Students rallied outside the Radcliffe Camera last Friday in a further attempt to limit university investment in fossil fuels.
The rally has been accompanied by the passage of motions in 11 JCRs and MCRs. The campaign was backed by Oxford East MP Andrew Smith, and is a continuation of the protests against British Gas which took place in November of last year.
Across the UK universities, UCL, Glasgow and Imperial College London were the target of student protests. Participants held marches, rallies and petition presentations, as part of Fossil Free Friday, intended to pressure authorities to alter their investment patterns.
JCRs motions have noted findings by the Intergovernmental Panel on Climate Change (IPCC) that 60-80% of fossil fuels must be left in the ground in order to avoid “dangerous” climate change.
The campaign plans to meet with the university’s Socially Responsible Investment Review Committee in 7th week. A seminar is also being held next Wednesday at St. Hilda’s where a university spokesperson will explain their stance on divestment.
James Rainey, who helped organise the rally, commented, “By planning to fully exploit their reserves, fossil fuel companies are behaving in a socially irresponsible way which undermines the future of students, and hence we do not believe that the university or colleges can continue to invest their endowments with them”.
He went on, “At our event on Friday we tried to raise the profile of our campaign, which is fully supported by 11 common rooms and the OUSU council.
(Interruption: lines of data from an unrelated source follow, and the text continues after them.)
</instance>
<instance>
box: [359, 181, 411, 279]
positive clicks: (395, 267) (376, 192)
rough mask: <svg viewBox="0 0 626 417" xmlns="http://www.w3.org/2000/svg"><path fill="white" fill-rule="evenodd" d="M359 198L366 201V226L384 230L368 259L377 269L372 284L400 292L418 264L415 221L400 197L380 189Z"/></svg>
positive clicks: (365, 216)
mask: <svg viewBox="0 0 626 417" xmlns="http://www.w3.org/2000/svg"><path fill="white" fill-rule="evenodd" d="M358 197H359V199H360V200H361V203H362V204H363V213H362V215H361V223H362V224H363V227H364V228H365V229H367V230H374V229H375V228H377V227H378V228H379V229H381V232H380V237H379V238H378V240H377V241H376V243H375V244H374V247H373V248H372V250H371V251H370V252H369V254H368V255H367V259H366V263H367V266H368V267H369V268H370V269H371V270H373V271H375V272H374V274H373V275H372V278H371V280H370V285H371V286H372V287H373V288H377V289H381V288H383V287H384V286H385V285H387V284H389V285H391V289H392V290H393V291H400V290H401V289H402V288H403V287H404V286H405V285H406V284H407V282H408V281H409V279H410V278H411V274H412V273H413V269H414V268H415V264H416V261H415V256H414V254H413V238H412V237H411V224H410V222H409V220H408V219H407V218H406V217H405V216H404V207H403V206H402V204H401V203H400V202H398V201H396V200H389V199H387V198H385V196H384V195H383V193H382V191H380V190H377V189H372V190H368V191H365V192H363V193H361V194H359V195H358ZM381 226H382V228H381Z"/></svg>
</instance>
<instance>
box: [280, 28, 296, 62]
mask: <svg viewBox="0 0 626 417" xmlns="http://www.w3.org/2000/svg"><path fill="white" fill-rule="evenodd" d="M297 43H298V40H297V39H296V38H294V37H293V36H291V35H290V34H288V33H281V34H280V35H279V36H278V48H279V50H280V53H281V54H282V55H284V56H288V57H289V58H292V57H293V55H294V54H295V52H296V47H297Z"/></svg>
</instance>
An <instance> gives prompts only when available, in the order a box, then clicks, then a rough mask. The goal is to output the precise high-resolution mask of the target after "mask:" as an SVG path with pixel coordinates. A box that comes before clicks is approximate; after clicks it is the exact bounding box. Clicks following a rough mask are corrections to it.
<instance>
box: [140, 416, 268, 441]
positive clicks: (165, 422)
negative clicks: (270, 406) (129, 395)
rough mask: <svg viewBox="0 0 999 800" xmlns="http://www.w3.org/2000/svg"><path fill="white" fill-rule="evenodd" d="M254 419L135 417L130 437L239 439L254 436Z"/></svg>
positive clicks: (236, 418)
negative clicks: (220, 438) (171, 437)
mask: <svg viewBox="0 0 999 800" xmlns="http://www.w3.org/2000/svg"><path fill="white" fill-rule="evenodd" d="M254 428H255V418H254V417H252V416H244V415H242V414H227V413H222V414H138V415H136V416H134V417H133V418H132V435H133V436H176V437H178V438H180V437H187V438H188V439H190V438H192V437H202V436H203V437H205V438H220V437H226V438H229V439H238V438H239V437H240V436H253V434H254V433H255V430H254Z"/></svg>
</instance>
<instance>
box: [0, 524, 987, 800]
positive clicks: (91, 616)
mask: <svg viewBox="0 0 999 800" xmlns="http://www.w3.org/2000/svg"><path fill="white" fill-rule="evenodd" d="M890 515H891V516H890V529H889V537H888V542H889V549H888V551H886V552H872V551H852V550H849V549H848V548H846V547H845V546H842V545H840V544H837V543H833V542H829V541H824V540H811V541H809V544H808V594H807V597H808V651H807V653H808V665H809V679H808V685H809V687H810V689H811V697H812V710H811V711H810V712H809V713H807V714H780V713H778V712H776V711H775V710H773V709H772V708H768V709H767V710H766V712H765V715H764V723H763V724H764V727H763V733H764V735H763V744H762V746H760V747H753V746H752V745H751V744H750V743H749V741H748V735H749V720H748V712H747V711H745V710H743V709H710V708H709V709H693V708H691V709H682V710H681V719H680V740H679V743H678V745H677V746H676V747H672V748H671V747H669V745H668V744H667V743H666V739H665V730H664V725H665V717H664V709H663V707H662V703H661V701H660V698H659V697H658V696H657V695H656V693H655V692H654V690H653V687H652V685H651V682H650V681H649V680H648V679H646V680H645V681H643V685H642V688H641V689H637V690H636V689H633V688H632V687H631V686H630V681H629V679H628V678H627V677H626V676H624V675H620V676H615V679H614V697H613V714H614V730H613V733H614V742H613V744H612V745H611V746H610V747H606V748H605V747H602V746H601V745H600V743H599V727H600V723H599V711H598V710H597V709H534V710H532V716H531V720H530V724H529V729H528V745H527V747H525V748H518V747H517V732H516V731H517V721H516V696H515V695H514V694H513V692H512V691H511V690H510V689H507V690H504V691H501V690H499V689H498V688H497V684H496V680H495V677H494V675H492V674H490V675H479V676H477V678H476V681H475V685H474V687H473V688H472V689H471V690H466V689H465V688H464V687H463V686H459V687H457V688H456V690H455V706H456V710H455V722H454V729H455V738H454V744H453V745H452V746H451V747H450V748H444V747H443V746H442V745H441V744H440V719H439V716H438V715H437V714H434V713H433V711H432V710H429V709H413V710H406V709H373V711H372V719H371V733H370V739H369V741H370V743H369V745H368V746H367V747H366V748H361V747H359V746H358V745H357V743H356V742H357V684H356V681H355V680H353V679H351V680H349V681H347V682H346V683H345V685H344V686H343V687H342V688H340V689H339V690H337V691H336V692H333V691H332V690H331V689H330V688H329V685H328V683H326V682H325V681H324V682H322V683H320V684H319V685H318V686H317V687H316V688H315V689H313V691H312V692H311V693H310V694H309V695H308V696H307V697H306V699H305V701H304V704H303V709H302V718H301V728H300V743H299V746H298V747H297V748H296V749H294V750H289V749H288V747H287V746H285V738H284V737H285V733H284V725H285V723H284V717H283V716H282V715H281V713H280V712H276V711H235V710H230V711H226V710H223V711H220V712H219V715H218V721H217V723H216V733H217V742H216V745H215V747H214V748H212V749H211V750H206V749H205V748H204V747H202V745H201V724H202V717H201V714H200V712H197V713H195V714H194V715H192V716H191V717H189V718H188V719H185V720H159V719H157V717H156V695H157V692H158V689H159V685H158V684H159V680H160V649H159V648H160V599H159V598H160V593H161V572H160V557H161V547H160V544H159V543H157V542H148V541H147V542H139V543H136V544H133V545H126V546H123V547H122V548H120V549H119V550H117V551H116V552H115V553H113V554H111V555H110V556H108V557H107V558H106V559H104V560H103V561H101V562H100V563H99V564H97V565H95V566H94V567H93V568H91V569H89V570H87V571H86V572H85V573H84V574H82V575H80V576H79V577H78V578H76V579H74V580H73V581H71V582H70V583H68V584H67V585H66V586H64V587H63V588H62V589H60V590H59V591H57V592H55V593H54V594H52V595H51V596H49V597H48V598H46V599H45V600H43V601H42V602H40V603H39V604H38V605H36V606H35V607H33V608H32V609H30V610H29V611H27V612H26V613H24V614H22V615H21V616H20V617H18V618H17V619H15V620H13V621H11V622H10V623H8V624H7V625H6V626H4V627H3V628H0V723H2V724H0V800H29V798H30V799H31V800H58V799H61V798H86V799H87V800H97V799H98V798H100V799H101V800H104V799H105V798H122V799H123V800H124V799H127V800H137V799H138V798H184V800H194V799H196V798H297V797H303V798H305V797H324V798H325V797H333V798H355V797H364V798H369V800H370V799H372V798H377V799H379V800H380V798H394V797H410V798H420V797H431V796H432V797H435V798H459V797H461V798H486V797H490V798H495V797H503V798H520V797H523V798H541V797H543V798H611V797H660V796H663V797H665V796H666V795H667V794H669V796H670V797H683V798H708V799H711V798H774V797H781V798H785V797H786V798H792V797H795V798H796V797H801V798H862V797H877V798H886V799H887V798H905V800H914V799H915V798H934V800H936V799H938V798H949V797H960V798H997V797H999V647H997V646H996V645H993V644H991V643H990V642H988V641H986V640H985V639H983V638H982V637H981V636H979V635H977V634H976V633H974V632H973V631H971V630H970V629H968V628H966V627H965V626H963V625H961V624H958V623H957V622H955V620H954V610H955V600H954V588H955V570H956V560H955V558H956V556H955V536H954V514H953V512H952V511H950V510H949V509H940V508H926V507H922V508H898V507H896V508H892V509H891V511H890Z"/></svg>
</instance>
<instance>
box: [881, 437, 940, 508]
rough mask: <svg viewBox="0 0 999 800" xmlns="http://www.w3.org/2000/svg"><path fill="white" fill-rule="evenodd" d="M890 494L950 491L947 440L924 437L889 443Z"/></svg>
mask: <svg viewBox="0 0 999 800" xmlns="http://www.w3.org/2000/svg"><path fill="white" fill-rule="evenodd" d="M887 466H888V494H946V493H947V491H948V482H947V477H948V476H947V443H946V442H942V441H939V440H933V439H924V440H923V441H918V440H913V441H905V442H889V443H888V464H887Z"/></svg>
It was great that so many people turned out in spite of the miserable weather, showing how strongly students and Oxford residents feel about fossil fuel divestment”.
Beth Jones, Jesus College JCR Green rep, commented, “I am pleased to see the start of progressive action to rectify the university’s current policy of investing in such damaging fuels.”
She said, “There are greener investment alternatives that rallies, such as this one, draw attention to and I hope that Fossil Fuel Friday has successfully sent a message that there is a genuine desire for change among the student body.”